Progress was temporarily slowed by E. H. Dering, an unforgivably execrable prose stylist who insisted on writing at great length.  I hope that I managed to contain any wild gesticulations of impotent rage.

  • Christopher Schmid, The Chapel of the Forest and the Robin Redbreast (Thomas Richardson, n.d.).  One of a series of Catholic story-length tracts, here a translation of a popular German author.  (I only worked with the first narrative, as the binding inadvertently made things very hard to read.)  Conrad Ehrlieb finds his own prayer book in a chapel, which providentially leads him to the sister from whom he was separated during wartime.  They prosper, become very happy, and eventually do up the chapel quite nicely.  BODY COUNT: Zero.
  • Chastity; Or, the Sister of Charity (C. Dolman, 1848).  Another little Catholic tale.  Madeleine, perfectly pure, yearns above all to be a nun, which is Good; her godless sister Pauline, by contrast, yearns to make a wealthy marriage, which is Bad.  Both girls get their wish, with the result that Madeleine winds up comforting an anguished Pauline on her deathbed (of course).  BODY COUNT: Two.  
  • Skelton Yorke, Hilda; Or, the Old Seat of Council (Thomas Richardson, 1868).  Catholic novel, mostly set in Scotland.  Our title character, Hilda, is gorgeous and headstrong.  Therefore, she has the options of becoming a nun or dying, and chooses the first one.  Along the way, she must contend with the attentions of the eeevil Lord Edgecourt, a Rake who keeps trying to deprive Hilda of her virtue.  Meanwhile, there are various plots involving her Protestant uncle, the Laird of Bannatyne, and her Catholic aunt, all of which end with deaths, conversions, the collapse of the family fortune, and her cousin Claire entering a convent.  Set at the time of the Disruption. Features rampaging pet cats. BODY COUNT: Three.
  • E. H. Dering, The Lady of Raven's Combe, 2 vols. (Art and Book Company, 1891).  Catholic novel.  Dering was probably Newman's most enthusiastic imitator; alas, Dering's prose sits so heavily on the page that one can practically feel the dents.  Perhaps not quite the worst novel I've read so far, but close.  In any event, this is a boring sensation novel involving faked wills, murder, a baby switch, perfidious Italian servants, and free-thinkers, heavily interlarded with discussions of free will, the nature of God, and so forth.  It all wraps up with conversions, marriage, and a convenient death.  BODY COUNT: Two.
  • Marianne Farmingham, What of the Night? A Temperance Tale of the Times (James Clarke, 1876).  Edwin Knelson, a Primitive Methodist clergyman, doesn't see why an occasional drop should do him any harm.  As he's in a temperance novel, however, he becomes an alcoholic, gets drunk at his first funeral service, and eventually has to resign his position; however, thanks to his long-suffering wife and the birth of his child, he reforms and lives abstinently ever after.  BODY COUNT: One.

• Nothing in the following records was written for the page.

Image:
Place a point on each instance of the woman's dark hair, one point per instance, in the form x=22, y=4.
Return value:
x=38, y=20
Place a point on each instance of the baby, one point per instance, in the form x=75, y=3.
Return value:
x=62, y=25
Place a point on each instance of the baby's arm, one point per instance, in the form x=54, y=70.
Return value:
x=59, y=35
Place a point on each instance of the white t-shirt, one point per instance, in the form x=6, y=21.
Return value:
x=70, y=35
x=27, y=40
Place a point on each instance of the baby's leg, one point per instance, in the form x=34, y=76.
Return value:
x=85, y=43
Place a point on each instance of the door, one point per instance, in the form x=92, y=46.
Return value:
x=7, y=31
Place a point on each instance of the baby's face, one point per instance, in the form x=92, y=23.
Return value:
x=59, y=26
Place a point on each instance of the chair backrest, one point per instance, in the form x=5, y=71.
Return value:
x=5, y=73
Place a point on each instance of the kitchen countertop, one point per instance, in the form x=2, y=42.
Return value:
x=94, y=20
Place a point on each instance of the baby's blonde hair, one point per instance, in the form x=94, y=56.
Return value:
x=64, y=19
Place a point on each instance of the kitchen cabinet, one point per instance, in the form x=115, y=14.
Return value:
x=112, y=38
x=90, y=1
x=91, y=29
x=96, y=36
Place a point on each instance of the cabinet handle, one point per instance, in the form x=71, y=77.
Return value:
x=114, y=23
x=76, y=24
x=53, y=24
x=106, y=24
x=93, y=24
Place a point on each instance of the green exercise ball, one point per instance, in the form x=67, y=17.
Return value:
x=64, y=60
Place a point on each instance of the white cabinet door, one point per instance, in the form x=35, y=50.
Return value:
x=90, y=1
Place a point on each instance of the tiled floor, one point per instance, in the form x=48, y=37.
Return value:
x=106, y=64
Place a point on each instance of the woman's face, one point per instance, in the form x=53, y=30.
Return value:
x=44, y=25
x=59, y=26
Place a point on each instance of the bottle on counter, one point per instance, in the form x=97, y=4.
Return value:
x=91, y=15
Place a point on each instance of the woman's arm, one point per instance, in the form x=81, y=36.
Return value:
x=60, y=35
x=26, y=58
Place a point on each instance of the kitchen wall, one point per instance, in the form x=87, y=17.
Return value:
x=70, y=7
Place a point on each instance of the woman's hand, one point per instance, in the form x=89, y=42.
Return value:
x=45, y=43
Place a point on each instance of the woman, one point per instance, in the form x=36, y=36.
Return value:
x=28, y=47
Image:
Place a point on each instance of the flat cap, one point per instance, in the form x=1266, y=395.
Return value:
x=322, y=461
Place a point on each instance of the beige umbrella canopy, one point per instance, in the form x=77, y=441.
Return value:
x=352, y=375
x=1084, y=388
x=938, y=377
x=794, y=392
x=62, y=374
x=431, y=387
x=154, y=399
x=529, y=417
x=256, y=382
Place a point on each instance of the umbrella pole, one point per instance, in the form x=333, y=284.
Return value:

  • Jennie M. Drinkwater, Goldenrod Farm (Baptist Book and Tract Society, 1897).  UK reprint of an American novel.  Our heroine, Elizabeth, is an heiress who graduates from being a selfish little girl to a devout Christian.  Her true spiritual development is sparked by the loss of her fiance, Mark Benson, who appears to suffer from severe depression.  For most of the rest of the novel, she hangs out with Sister Deborah in Faith Cottage, a Christian retreat, and engages in extremely long disquisitions on the Bible, God's will, suffering, sin, and so forth.  Eventually, she figures out how to spend her fortune in order to do good, marries Deborah's nephew, and lives happily ever after.  BODY COUNT: One.